The first chance for the public to get in and out of the town will be Wednesday morning between 4:00 a.m. and 7:00 a.m PT.

“Fire activity is least active first thing in the morning, so the fire service has recommended that time to get people through,” Mr. Waugh said. “All of this is always subject to fire behaviour.”

Forest fires blocked off the same artery in 2009. Unlike last year, the town site is safe, with the fire burning 120 kilometres away, and no evacuation alerts or orders have been issued yet.

“Bella Coola is safe and clear and everybody is happy here,” Mr. Waugh said.

Further out of town, five residents of The Precipice community have been put on evacuation alert.

A separate fire, 50-kilometers north of Bella Coola, has forced outdoor enthusiasts to leave the Upper Dean River. The Cariboo Regional District issued an evacuation order for 250 metres on each side of the river from Kalone Creek to Takla River.

At least two fishing lodges have been evacuated along the river, which is renowned for its steelhead, salmon and rainbow trout fishing.

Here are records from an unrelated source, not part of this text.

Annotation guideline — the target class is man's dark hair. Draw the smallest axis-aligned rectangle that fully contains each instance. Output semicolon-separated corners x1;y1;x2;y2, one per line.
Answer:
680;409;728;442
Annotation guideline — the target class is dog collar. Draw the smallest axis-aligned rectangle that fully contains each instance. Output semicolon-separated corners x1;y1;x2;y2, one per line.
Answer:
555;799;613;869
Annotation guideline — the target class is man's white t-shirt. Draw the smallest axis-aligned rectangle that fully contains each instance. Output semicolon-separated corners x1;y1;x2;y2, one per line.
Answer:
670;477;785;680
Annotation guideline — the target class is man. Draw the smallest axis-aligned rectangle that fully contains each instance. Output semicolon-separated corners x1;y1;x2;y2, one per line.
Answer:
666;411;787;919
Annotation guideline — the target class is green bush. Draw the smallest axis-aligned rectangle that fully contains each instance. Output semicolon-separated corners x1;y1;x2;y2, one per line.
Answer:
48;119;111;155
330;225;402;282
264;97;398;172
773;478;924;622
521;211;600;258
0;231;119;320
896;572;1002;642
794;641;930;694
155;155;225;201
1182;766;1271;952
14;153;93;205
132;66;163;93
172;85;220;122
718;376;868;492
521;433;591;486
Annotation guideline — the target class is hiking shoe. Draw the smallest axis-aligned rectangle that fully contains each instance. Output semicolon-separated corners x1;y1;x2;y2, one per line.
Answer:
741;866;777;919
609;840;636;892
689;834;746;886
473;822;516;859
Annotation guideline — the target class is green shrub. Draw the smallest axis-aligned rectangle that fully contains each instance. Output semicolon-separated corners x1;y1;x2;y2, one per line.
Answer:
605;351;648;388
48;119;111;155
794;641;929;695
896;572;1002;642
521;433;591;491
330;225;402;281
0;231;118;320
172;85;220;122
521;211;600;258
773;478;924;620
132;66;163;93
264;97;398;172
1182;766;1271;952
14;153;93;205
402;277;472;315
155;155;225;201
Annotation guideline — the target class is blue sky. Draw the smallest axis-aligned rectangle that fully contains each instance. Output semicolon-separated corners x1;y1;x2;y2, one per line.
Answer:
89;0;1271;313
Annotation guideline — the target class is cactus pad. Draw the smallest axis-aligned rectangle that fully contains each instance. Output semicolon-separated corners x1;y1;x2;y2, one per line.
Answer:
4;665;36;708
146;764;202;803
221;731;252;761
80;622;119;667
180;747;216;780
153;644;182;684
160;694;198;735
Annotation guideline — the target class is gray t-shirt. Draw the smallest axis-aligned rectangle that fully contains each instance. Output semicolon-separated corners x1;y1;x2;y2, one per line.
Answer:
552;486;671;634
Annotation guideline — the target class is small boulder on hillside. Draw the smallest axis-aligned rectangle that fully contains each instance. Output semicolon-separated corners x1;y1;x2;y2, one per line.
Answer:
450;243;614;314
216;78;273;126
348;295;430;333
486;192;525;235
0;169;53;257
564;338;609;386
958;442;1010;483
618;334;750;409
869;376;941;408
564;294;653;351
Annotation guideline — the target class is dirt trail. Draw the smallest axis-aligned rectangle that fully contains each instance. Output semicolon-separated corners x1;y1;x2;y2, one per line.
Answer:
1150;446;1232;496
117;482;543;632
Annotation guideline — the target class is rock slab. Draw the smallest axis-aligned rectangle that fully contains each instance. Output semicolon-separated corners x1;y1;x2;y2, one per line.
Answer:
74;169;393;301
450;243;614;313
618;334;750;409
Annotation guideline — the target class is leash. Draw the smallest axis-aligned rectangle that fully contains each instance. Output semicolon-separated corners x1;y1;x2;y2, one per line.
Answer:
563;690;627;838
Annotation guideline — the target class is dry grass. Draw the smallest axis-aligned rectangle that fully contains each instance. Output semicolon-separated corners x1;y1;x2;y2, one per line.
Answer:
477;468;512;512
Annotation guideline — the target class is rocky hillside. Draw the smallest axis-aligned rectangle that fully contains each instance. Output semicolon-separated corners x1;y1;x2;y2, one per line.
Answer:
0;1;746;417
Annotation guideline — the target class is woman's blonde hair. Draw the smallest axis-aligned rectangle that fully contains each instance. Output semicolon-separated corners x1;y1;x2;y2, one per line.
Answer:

The fire is currently estimated at 600 hectares and is being attacked by 20 firefighters and four helicopters, said fire information officer, Eric Meagher.

The fire was sparked by lightening on August 2 and smoldered until the heat dried out the area and allowed it to erupt, Mr. Meagher said.

While temperatures are expected to drop, fire crews are expecting a stiff battle for the rest of the week thanks to increasing winds, he said.